I wanted to post something before the month was through, so I thought that I would reprint another letter of mine that was published in the Los Angeles City Beat, this one on June 2, 2007:

Thanks to Thomas M. Sipos for his informative letter on so-called “political correctness” [Re: Letters, May 26]. However, I don’t think that the letter dealt fully with the use of the phrase by the political right.

The right’s negative use of the term “political correctness” may have begun as an objection to ill-advised campus speech codes, as Mr. Sipos says, but it didn’t stay there. The term eventually came to be used against many kinds of liberal thought on the presumption that voicing conservative opposition to those thoughts was a daring thing to do. Before long, conservatives were using the phrase … well … liberally to characterize virtually all left-of-center opinions — however well-reasoned and well-argued — as inherently unthinking and doctrinaire.

Today, “political correctness” in the right’s imagination has taken on the dimensions of a pervasive, oppressive ideology that dwarfs conservatism.
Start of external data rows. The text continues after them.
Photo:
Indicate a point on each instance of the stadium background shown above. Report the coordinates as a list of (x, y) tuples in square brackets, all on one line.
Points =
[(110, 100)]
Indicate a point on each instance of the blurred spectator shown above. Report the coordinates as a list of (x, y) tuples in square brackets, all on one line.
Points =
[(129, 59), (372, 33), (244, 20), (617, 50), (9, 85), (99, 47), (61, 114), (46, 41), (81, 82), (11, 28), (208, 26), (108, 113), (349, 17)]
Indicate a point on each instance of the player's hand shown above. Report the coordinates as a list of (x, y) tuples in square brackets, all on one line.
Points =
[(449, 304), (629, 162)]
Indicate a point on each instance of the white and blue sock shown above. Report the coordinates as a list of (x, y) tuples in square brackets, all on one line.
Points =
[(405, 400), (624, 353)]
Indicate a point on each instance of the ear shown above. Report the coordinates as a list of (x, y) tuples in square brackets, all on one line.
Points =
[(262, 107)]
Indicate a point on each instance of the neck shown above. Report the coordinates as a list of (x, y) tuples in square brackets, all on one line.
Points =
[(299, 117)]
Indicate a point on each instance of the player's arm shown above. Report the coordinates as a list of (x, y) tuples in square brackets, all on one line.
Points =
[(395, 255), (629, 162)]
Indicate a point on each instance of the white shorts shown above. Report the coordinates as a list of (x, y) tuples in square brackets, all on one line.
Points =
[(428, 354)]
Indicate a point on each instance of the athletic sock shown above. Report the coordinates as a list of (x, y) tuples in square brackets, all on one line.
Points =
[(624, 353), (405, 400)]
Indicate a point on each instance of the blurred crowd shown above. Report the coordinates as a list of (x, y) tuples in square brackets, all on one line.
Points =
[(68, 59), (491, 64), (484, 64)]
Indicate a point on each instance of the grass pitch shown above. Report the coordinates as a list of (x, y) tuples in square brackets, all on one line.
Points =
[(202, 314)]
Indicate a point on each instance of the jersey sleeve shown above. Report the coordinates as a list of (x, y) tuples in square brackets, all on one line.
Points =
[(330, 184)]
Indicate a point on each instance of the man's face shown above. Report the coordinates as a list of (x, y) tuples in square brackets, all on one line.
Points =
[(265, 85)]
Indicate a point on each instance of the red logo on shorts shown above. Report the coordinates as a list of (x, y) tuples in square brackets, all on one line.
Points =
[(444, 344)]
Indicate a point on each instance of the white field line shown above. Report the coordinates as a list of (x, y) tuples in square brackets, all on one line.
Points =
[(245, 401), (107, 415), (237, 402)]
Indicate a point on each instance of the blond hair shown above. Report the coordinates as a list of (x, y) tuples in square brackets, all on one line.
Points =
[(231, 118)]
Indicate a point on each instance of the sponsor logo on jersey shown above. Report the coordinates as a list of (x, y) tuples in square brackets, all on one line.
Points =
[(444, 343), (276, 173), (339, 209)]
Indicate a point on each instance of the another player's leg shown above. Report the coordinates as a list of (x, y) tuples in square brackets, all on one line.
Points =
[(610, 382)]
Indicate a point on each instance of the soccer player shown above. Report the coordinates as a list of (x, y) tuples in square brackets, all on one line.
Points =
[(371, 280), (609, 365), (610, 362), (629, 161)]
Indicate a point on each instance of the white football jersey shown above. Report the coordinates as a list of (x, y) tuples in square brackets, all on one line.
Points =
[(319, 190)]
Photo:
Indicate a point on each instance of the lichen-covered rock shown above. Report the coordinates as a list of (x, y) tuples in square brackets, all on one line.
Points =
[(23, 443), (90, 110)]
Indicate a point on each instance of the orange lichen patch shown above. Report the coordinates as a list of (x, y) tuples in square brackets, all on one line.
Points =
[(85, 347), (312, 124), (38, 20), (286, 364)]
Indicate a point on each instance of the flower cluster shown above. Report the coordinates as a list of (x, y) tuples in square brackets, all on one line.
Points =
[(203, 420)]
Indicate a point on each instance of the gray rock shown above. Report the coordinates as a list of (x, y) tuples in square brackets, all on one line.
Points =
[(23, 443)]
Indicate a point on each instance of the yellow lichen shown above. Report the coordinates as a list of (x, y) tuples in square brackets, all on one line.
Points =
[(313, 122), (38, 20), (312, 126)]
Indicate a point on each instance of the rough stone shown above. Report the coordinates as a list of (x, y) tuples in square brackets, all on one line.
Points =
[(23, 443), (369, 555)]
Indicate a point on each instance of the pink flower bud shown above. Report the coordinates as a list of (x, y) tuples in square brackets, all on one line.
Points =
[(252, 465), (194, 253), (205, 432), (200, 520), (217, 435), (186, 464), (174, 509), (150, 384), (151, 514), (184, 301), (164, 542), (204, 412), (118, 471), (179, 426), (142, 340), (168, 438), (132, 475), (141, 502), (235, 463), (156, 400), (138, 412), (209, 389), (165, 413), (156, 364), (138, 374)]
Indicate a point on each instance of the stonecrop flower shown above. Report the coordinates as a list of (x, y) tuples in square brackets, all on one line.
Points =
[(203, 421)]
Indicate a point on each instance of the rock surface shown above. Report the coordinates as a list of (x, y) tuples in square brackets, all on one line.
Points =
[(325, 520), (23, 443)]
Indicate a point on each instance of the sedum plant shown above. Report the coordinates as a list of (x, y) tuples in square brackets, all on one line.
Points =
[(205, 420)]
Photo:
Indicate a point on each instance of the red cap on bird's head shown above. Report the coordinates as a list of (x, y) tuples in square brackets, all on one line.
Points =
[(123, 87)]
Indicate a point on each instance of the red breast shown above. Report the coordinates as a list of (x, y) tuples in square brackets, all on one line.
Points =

As a result, even though conservatives control both the White House and Congress (and the Supreme Court as well), and even though conservative organizations are much better financed than liberal ones, the right can still play the underdog courageously standing up to a monstrous behemoth. In other words, the idea of “political correctness” allows Goliath to masquerade as David.

The phrase “political correctness” wouldn’t be as problematic if it were popularly applied to conservative dogma in the way that it’s applied to more liberal ideas. But when George W. Bush refuses to consider further government funding of promising stem-cell research for ideological reasons, or when a conservative commentator instantly dismisses a substantive opposing argument as “liberal whining,” such right-wing inflexibility isn’t usually characterized as “political correctness.”

Update, August 7, 2015: I have added the quote from’s Amanda Taub at the top of the post.